There should be a little one way valve inline between the fuel filter and injector pump. It probably needs to be replaced.


----------



## drmonsterbrain (Jun 7, 2013)

The check valve should be between tank & filter if it is present. At that age, all fuel hoses should be replaced. You are likely to be sucking air on ur fuel line. Remember, as fuel is drawn it creates a vacuum & u will most likely not see the problem area. You can try crimping the fuel return line to pressure the lines. I say replace hoses completely & enjoy that green machine!


----------



## cochise1 (Jul 16, 2013)

Thanks for the advise. There is no check valve, but I now understand the system better. Turns out, that there are some tees coming off the injectors with the return lines. Most of the nuts were lose and quite a bit of dirt around them, I assume from leaking fuel (or at least vapors). Tightened these all up, and all seems to be well. Again, thanks to those who responded.


----------



## drmonsterbrain (Jun 7, 2013)

Sometimes the check valve is optional. Dealerships add them if they aren't present. A few inches before the first fuel line in the supply hose. Keeps the system from losing prime.


----------



## wjkrostek (Aug 31, 2013)

cochise1 said:


> I have a 2000 JD 5310 ag tractor. It has a 3 cyl diesel (55 HP). For some reason, if I leave the tractor idle for more than a week, I have to push the plunger on top of the fuel filter until I feel a lot of resistance, in order for the tractor to start. If I do not do this(sometimes I forget), it doesn't start. Then, I have to loosen the intake line at the fuel pump, push the plunger to get fuel flowing and than it will start. Basically, the same thing I need to do if I changed the fuel filter.

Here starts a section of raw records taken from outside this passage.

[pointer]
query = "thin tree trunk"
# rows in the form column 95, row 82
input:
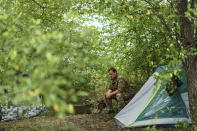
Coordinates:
column 191, row 71
column 188, row 41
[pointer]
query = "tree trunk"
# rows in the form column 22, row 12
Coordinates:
column 191, row 71
column 188, row 41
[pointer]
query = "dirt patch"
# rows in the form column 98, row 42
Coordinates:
column 82, row 122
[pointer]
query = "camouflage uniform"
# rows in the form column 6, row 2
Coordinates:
column 121, row 84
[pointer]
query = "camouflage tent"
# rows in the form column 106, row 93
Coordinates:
column 154, row 106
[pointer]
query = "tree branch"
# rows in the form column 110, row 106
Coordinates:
column 158, row 15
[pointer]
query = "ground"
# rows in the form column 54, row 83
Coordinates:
column 80, row 122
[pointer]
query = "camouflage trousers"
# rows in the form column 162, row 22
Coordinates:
column 120, row 98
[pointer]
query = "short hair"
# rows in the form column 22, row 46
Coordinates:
column 112, row 69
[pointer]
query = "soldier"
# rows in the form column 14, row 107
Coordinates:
column 119, row 90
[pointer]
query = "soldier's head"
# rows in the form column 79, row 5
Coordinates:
column 112, row 73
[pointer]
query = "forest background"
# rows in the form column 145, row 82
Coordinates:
column 61, row 50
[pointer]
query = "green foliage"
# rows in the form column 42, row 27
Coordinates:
column 48, row 50
column 40, row 58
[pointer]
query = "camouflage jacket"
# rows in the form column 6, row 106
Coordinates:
column 119, row 83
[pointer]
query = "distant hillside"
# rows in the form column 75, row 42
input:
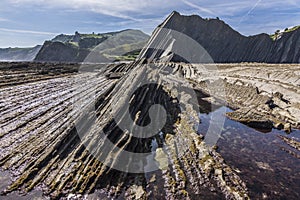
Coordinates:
column 222, row 43
column 104, row 47
column 19, row 54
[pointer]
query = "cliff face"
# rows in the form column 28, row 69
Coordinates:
column 19, row 54
column 105, row 47
column 226, row 45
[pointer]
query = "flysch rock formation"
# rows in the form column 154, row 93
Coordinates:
column 19, row 54
column 226, row 45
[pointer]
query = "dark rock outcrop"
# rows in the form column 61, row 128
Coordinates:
column 225, row 45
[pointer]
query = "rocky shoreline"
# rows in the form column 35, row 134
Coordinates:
column 41, row 147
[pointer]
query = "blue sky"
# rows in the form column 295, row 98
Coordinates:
column 26, row 23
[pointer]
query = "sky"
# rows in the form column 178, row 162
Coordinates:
column 26, row 23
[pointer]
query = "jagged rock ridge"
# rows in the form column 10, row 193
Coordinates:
column 103, row 47
column 226, row 45
column 19, row 54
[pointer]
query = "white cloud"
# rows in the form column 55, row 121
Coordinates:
column 122, row 9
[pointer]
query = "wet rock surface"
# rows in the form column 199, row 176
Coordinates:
column 42, row 150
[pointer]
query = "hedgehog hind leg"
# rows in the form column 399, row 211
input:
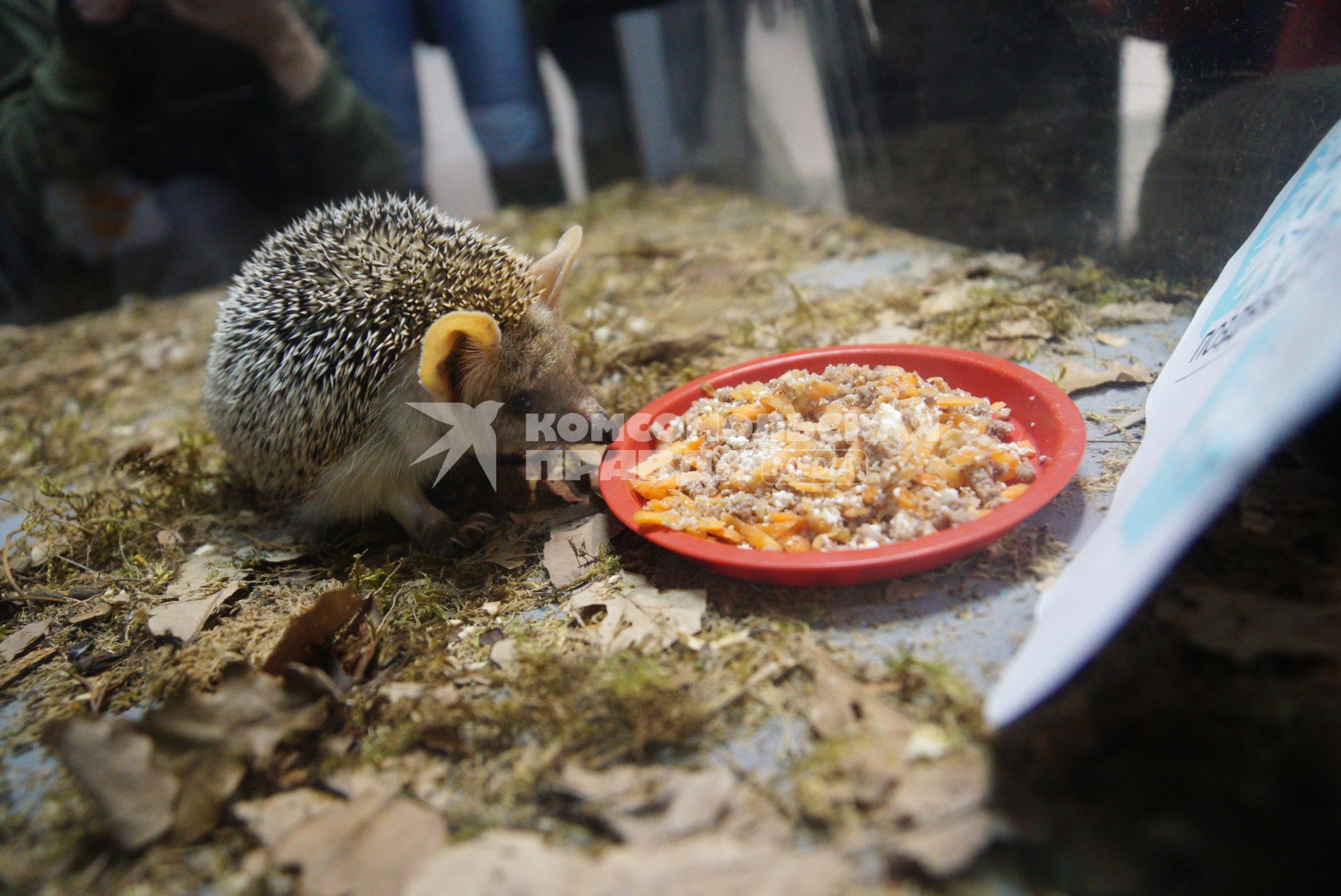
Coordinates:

No fuel leaks anywhere. Very strange. It started doing this about a year ago. I have had it for 13 years. Any ideas?


I have the same tractor 5310 with the same problem. I have found out that if I park with l More than 1/2 tank it have no problem starting. How much diesel is in your tank?


----------



## wjkrostek (Aug 31, 2013)

no response from you. keep your tank 1/2 full and let use know if it helps. I'll bet it does. By answering the question you may help others.


----------



## FredM (Nov 18, 2015)

wjkrostek said:


> no response from you. keep your tank 1/2 full and let use know if it helps. I'll bet it does. By answering the question you may help others.


That was back in 2013 bloke!!.


----------



## wjkrostek (Aug 31, 2013)

FredM said:


> That was back in 2013 bloke!!.


Why does it matter the information is still good to know. I'll bet if he keeps it parked with the tank half full the problem is solved. Maybe he still out there


----------



## FredM (Nov 18, 2015)

I doubt we will ever know.


----------